Heroin is a controlling substance with users falling in love with it on their first try. This love affair is so all-consuming that addicts are willing to do almost anything to get more, including committing crimes.

Catching criminals is one way that law officers know the problem is growing. Police officers in one area of Ohio say that they had $400,000 worth of heroin seizures in 2011. By 2012 the dollar value of heroin seizures had ballooned to more than $1.36 million. Spokesmen for local law enforcement say that a surprisingly high number of arrested criminals are linked to heroin, with one agent quoted as saying 70 percent of arrests were connected to the drug.

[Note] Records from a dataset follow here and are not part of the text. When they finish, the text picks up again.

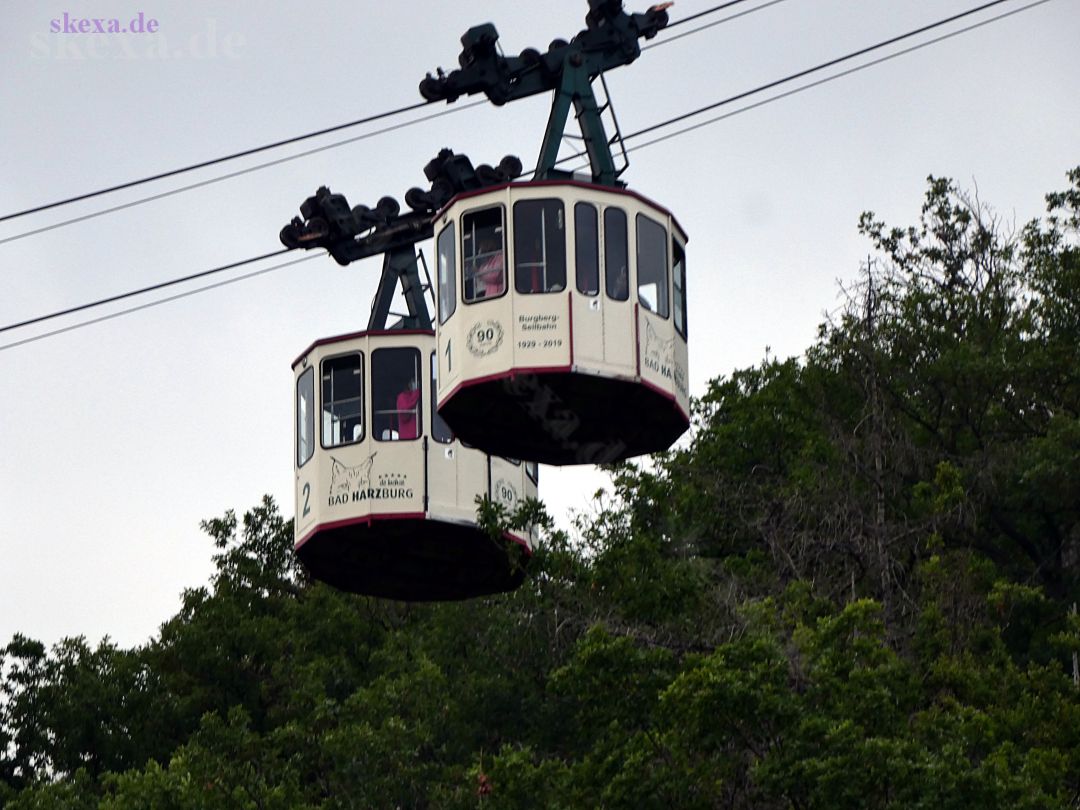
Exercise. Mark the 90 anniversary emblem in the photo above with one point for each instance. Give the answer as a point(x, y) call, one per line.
point(484, 338)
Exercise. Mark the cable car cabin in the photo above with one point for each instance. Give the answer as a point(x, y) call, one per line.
point(385, 494)
point(562, 322)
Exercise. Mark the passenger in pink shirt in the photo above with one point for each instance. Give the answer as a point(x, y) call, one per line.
point(408, 410)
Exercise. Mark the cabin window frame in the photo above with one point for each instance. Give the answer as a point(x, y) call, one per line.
point(305, 416)
point(678, 286)
point(446, 248)
point(545, 272)
point(650, 244)
point(324, 402)
point(616, 285)
point(586, 253)
point(389, 386)
point(470, 238)
point(440, 430)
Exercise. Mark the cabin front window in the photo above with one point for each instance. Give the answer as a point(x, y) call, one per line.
point(396, 404)
point(678, 279)
point(652, 266)
point(586, 248)
point(616, 255)
point(447, 273)
point(342, 400)
point(305, 417)
point(539, 246)
point(483, 254)
point(440, 430)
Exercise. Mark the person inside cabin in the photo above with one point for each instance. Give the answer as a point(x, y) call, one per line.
point(408, 410)
point(489, 277)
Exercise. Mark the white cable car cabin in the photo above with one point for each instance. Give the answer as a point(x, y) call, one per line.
point(562, 322)
point(385, 494)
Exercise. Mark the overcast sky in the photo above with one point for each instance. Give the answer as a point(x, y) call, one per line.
point(118, 439)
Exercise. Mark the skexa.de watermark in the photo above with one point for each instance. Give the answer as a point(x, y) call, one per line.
point(69, 24)
point(140, 37)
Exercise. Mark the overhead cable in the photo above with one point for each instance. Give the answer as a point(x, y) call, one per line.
point(130, 310)
point(248, 170)
point(152, 287)
point(834, 77)
point(213, 162)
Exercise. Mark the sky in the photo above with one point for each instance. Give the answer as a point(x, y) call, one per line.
point(120, 436)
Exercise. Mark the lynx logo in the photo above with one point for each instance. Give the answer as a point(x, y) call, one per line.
point(354, 483)
point(659, 358)
point(484, 338)
point(346, 482)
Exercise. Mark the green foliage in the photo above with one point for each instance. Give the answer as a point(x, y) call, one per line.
point(852, 586)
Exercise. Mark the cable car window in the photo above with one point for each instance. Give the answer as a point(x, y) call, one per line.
point(483, 253)
point(652, 266)
point(616, 255)
point(539, 246)
point(440, 430)
point(586, 248)
point(396, 406)
point(342, 400)
point(447, 273)
point(678, 284)
point(305, 417)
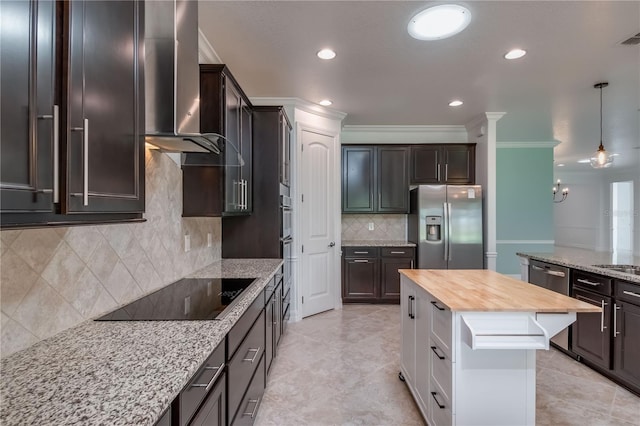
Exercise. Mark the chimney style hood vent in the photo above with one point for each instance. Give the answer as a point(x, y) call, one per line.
point(172, 81)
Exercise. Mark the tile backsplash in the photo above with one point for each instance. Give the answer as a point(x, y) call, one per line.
point(54, 278)
point(385, 227)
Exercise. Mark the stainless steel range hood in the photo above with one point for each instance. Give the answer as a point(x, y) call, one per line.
point(172, 79)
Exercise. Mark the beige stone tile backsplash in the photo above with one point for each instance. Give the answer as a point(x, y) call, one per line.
point(386, 227)
point(54, 278)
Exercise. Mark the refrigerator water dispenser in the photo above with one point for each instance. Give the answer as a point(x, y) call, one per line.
point(434, 226)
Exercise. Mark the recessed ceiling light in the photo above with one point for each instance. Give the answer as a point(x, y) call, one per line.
point(439, 22)
point(515, 54)
point(326, 54)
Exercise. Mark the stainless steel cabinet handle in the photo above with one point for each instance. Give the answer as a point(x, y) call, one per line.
point(207, 386)
point(255, 355)
point(434, 349)
point(587, 282)
point(441, 406)
point(255, 407)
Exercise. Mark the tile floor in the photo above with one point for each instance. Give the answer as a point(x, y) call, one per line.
point(341, 368)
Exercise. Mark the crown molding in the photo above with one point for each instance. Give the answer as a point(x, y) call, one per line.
point(404, 134)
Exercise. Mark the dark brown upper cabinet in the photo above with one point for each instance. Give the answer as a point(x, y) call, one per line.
point(72, 112)
point(443, 164)
point(375, 179)
point(224, 109)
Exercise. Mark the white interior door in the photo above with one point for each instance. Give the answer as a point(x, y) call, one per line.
point(318, 233)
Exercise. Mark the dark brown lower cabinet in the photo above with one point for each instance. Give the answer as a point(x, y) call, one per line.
point(370, 274)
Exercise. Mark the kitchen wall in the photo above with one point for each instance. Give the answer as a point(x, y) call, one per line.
point(385, 227)
point(52, 279)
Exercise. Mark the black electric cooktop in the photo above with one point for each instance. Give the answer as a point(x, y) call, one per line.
point(187, 299)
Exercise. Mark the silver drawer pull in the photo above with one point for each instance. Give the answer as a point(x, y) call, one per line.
point(255, 355)
point(207, 386)
point(434, 349)
point(587, 282)
point(255, 407)
point(441, 406)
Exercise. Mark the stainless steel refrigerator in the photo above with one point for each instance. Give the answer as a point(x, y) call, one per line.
point(445, 223)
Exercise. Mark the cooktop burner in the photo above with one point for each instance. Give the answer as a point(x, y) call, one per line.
point(187, 299)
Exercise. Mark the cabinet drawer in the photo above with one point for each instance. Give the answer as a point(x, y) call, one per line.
point(441, 326)
point(245, 362)
point(439, 407)
point(397, 252)
point(240, 329)
point(592, 282)
point(361, 252)
point(251, 401)
point(628, 292)
point(201, 383)
point(441, 369)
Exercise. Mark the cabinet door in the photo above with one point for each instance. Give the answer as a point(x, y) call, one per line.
point(459, 164)
point(360, 280)
point(358, 171)
point(591, 332)
point(627, 342)
point(392, 180)
point(105, 99)
point(425, 164)
point(27, 34)
point(390, 278)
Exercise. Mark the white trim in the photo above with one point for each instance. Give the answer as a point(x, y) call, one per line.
point(525, 241)
point(397, 134)
point(302, 105)
point(206, 53)
point(528, 144)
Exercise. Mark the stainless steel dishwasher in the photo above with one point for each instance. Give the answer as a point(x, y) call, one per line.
point(554, 278)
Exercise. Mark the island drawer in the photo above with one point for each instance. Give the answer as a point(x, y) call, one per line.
point(361, 252)
point(441, 369)
point(591, 282)
point(441, 318)
point(628, 292)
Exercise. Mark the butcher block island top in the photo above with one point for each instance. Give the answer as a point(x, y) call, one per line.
point(480, 290)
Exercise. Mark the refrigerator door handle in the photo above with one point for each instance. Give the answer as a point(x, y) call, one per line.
point(446, 231)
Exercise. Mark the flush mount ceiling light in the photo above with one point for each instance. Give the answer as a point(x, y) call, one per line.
point(515, 54)
point(326, 54)
point(438, 22)
point(601, 158)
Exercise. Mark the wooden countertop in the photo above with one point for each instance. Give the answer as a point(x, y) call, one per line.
point(483, 290)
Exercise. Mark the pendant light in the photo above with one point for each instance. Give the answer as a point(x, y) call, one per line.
point(601, 158)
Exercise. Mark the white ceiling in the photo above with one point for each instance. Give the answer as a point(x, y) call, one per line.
point(382, 76)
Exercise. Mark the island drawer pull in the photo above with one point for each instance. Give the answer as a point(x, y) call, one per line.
point(434, 349)
point(631, 293)
point(441, 406)
point(434, 303)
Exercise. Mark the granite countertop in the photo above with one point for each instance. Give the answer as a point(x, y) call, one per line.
point(377, 243)
point(585, 259)
point(124, 372)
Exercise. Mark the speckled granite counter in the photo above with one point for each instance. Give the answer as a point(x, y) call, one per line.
point(118, 373)
point(585, 259)
point(376, 243)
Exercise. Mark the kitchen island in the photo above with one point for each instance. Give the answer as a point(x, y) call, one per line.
point(120, 372)
point(468, 343)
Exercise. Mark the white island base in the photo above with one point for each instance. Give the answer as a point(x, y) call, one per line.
point(474, 367)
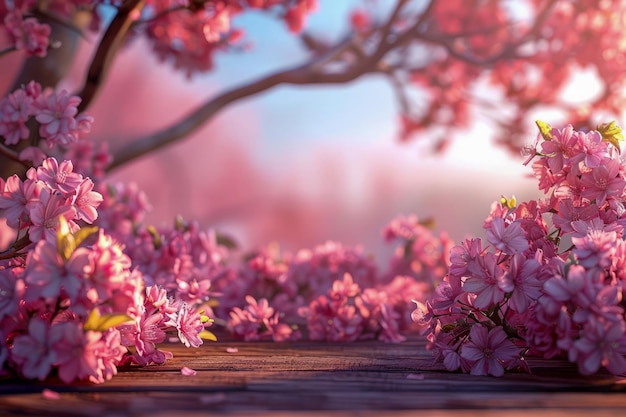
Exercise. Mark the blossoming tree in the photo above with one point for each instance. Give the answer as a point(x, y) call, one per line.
point(86, 286)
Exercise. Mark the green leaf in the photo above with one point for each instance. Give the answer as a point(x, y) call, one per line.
point(545, 129)
point(84, 233)
point(101, 323)
point(611, 133)
point(207, 335)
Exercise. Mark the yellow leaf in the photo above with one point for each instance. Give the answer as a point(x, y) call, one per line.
point(84, 233)
point(101, 323)
point(207, 335)
point(545, 129)
point(611, 133)
point(508, 202)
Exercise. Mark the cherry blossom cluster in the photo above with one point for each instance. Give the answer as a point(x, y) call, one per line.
point(71, 302)
point(330, 293)
point(26, 32)
point(550, 279)
point(48, 193)
point(516, 42)
point(186, 32)
point(190, 32)
point(31, 114)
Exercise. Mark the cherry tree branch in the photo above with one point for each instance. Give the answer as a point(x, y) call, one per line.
point(9, 153)
point(309, 73)
point(319, 71)
point(107, 49)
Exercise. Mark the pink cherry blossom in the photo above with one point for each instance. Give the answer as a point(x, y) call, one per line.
point(490, 351)
point(603, 182)
point(49, 276)
point(59, 176)
point(45, 213)
point(76, 351)
point(509, 239)
point(28, 34)
point(521, 282)
point(56, 115)
point(483, 281)
point(15, 110)
point(34, 352)
point(86, 201)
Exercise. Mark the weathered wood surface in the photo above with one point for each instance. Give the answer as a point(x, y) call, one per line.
point(366, 378)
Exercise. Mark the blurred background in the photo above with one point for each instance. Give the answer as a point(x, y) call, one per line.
point(298, 165)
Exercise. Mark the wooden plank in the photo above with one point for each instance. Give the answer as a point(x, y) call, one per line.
point(343, 378)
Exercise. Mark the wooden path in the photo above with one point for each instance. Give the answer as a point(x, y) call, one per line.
point(306, 379)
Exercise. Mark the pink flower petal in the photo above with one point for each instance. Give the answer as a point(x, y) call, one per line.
point(187, 371)
point(48, 394)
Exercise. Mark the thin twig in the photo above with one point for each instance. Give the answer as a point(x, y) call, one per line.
point(103, 58)
point(9, 153)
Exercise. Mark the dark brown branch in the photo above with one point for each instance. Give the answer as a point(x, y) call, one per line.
point(296, 76)
point(110, 43)
point(507, 52)
point(9, 153)
point(312, 72)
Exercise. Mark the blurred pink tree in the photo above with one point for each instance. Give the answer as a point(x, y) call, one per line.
point(436, 54)
point(106, 297)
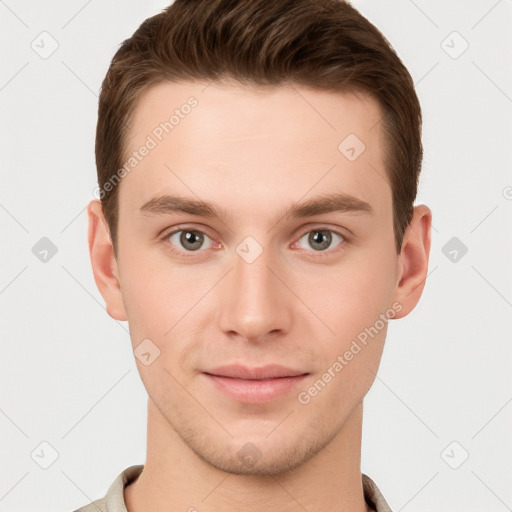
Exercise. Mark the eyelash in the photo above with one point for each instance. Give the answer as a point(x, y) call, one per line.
point(191, 254)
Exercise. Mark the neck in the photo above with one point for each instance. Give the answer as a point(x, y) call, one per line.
point(175, 478)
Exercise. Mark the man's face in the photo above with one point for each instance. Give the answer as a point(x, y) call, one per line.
point(256, 287)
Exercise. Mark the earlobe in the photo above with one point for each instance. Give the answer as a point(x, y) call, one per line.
point(413, 260)
point(104, 264)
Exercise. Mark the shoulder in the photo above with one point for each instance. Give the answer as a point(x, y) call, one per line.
point(95, 506)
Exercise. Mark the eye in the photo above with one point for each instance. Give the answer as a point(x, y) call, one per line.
point(187, 240)
point(320, 239)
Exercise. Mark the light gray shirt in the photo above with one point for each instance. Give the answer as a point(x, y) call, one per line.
point(114, 499)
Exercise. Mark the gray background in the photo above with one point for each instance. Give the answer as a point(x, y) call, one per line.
point(68, 376)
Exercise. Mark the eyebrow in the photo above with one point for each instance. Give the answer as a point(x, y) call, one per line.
point(343, 203)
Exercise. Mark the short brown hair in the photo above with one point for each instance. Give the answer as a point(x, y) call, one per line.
point(322, 44)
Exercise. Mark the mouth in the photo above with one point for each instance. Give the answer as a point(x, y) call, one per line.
point(255, 385)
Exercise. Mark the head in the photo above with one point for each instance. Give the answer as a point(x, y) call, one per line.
point(228, 132)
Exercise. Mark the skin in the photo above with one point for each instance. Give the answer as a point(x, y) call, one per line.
point(255, 153)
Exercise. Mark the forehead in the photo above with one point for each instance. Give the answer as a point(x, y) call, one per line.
point(240, 144)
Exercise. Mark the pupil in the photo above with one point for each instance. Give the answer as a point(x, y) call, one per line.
point(189, 238)
point(321, 237)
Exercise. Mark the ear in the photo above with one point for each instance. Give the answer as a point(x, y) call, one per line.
point(104, 264)
point(413, 260)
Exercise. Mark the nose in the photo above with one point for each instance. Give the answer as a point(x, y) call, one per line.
point(255, 302)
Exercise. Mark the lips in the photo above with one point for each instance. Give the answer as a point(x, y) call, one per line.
point(256, 385)
point(272, 371)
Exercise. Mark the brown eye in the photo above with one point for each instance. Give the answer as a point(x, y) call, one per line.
point(187, 240)
point(320, 239)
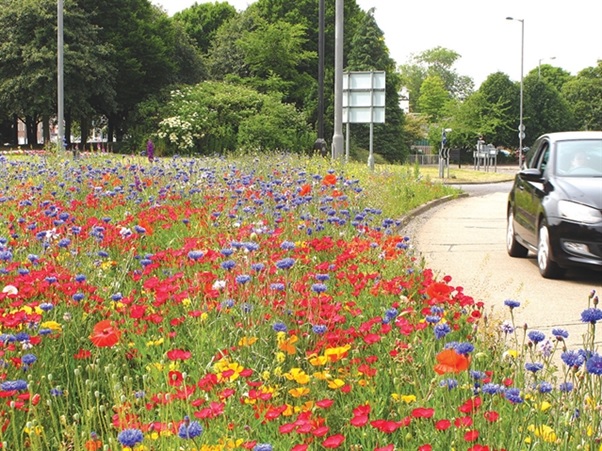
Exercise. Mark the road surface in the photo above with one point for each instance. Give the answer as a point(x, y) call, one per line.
point(465, 239)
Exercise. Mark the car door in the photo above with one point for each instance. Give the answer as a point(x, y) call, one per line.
point(529, 193)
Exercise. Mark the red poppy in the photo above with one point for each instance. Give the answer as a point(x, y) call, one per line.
point(104, 334)
point(329, 179)
point(471, 405)
point(451, 362)
point(305, 190)
point(422, 412)
point(471, 436)
point(334, 441)
point(178, 354)
point(491, 416)
point(442, 425)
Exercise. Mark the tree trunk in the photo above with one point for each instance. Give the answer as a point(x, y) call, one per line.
point(46, 129)
point(31, 127)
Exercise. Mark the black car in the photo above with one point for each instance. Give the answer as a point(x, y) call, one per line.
point(555, 204)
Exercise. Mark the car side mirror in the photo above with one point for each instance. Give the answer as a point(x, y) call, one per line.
point(531, 175)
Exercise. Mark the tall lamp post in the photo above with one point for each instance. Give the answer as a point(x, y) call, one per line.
point(521, 127)
point(539, 66)
point(60, 93)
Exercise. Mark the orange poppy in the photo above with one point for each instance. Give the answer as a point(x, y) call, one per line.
point(104, 334)
point(451, 362)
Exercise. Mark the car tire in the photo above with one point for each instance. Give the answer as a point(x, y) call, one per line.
point(548, 268)
point(514, 248)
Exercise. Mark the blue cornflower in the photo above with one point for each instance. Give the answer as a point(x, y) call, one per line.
point(318, 329)
point(533, 366)
point(285, 263)
point(477, 375)
point(56, 392)
point(511, 303)
point(18, 384)
point(279, 327)
point(464, 348)
point(545, 387)
point(195, 255)
point(507, 327)
point(594, 364)
point(319, 287)
point(28, 359)
point(441, 330)
point(536, 336)
point(190, 429)
point(228, 264)
point(228, 303)
point(572, 359)
point(432, 319)
point(287, 245)
point(513, 395)
point(591, 315)
point(566, 387)
point(492, 389)
point(449, 383)
point(243, 278)
point(560, 334)
point(130, 437)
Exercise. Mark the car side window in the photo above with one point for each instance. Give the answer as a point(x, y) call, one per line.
point(545, 156)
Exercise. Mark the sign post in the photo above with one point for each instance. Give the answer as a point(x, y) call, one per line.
point(364, 103)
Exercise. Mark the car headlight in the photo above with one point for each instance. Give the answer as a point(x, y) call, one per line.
point(578, 212)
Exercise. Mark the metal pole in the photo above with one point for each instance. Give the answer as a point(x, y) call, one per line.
point(320, 144)
point(60, 92)
point(337, 139)
point(521, 133)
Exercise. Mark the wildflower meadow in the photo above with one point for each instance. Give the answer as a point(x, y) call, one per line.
point(260, 303)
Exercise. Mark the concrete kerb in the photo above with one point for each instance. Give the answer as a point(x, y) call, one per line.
point(405, 219)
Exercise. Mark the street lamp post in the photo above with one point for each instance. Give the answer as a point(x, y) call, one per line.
point(521, 127)
point(539, 66)
point(60, 93)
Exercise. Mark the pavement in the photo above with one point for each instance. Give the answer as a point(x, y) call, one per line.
point(465, 239)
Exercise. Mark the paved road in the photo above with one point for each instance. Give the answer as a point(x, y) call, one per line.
point(465, 239)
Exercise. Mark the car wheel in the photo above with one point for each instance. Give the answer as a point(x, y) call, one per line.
point(514, 248)
point(547, 267)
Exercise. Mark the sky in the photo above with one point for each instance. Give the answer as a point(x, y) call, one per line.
point(566, 34)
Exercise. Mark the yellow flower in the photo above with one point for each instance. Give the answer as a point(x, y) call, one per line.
point(408, 398)
point(298, 392)
point(335, 384)
point(247, 341)
point(298, 375)
point(52, 325)
point(545, 405)
point(318, 360)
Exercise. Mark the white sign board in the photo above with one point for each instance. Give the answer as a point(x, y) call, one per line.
point(364, 97)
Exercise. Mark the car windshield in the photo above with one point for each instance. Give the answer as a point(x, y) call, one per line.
point(580, 158)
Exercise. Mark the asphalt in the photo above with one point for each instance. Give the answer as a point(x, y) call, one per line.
point(464, 238)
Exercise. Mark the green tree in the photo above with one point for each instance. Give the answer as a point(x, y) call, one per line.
point(433, 97)
point(369, 53)
point(201, 21)
point(544, 109)
point(439, 62)
point(584, 96)
point(28, 67)
point(219, 117)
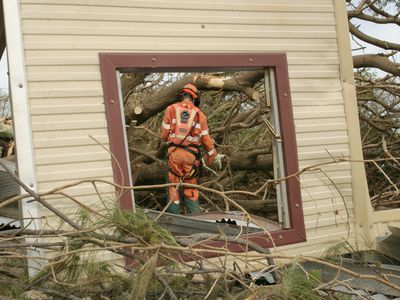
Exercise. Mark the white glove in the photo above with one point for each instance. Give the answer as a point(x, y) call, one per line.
point(218, 161)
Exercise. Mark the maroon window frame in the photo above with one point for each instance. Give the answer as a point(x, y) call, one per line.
point(204, 62)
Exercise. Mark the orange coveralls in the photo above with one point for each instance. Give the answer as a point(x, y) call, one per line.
point(180, 161)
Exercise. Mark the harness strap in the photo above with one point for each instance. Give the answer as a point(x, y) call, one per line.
point(196, 154)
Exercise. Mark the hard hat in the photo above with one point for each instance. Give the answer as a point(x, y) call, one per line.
point(190, 89)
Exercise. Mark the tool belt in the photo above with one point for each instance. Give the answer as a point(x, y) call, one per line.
point(197, 162)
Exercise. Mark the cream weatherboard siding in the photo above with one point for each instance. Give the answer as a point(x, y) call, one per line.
point(62, 40)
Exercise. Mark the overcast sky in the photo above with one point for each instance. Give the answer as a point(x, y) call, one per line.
point(389, 33)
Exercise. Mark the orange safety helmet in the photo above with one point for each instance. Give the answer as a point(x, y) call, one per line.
point(190, 89)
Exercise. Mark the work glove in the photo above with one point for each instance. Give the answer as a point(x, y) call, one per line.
point(218, 161)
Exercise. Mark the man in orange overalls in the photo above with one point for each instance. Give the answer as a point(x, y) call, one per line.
point(185, 128)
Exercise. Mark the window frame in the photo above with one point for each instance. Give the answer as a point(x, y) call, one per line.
point(113, 63)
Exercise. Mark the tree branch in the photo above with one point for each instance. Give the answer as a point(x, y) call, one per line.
point(376, 61)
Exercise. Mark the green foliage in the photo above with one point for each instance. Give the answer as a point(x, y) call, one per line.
point(139, 224)
point(298, 285)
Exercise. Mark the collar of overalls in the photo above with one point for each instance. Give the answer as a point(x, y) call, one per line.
point(189, 103)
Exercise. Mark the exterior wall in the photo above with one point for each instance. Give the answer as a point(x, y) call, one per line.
point(62, 39)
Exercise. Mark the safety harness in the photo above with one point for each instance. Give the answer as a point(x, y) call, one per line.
point(181, 139)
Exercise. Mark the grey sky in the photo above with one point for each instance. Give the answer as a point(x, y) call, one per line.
point(388, 32)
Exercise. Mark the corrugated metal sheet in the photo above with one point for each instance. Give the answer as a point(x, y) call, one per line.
point(62, 40)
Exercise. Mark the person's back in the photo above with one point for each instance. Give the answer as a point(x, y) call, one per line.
point(185, 129)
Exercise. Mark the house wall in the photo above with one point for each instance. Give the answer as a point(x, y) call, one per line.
point(62, 40)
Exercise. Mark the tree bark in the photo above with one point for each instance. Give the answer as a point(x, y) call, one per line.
point(167, 96)
point(156, 173)
point(376, 61)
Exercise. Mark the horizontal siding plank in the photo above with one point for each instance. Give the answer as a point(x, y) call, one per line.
point(322, 193)
point(115, 43)
point(322, 141)
point(274, 6)
point(91, 73)
point(68, 122)
point(187, 16)
point(62, 89)
point(102, 28)
point(62, 106)
point(71, 154)
point(46, 57)
point(68, 138)
point(74, 171)
point(86, 188)
point(321, 127)
point(324, 156)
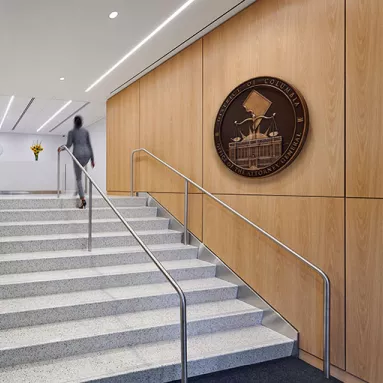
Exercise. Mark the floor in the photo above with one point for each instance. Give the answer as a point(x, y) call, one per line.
point(290, 370)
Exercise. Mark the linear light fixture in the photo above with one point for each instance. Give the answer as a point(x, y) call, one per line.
point(140, 44)
point(56, 114)
point(7, 110)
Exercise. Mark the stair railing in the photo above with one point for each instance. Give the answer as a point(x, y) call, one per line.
point(326, 280)
point(177, 288)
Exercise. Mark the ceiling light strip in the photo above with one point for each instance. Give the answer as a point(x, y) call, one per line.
point(95, 122)
point(56, 114)
point(140, 44)
point(75, 112)
point(7, 110)
point(24, 111)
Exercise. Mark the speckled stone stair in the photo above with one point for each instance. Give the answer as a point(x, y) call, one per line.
point(70, 315)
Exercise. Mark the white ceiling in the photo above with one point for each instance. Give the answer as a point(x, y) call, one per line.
point(43, 40)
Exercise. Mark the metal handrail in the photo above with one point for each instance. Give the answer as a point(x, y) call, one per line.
point(183, 319)
point(326, 281)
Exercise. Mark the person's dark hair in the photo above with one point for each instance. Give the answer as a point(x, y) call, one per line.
point(77, 122)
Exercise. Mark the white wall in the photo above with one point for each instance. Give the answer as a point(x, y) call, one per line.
point(20, 172)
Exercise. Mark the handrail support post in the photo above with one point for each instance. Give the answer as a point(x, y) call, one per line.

Heroin-related fatalities are another clue that the drug is enjoying more popularity. The same area of Ohio saw a 25 percent rise in heroin overdoses between 2008 and 2009 but more than a 36 percent rise in heroin-caused deaths between 2011 and 2012.

But the surge in heroin use is not isolated to Ohio. In April 2013 seven people died in under a week in Washington State after being exposed to an especially pure batch of heroin. Heroin was linked to more than 300 deaths in St. Louis, Missouri, between 2010 and 2012.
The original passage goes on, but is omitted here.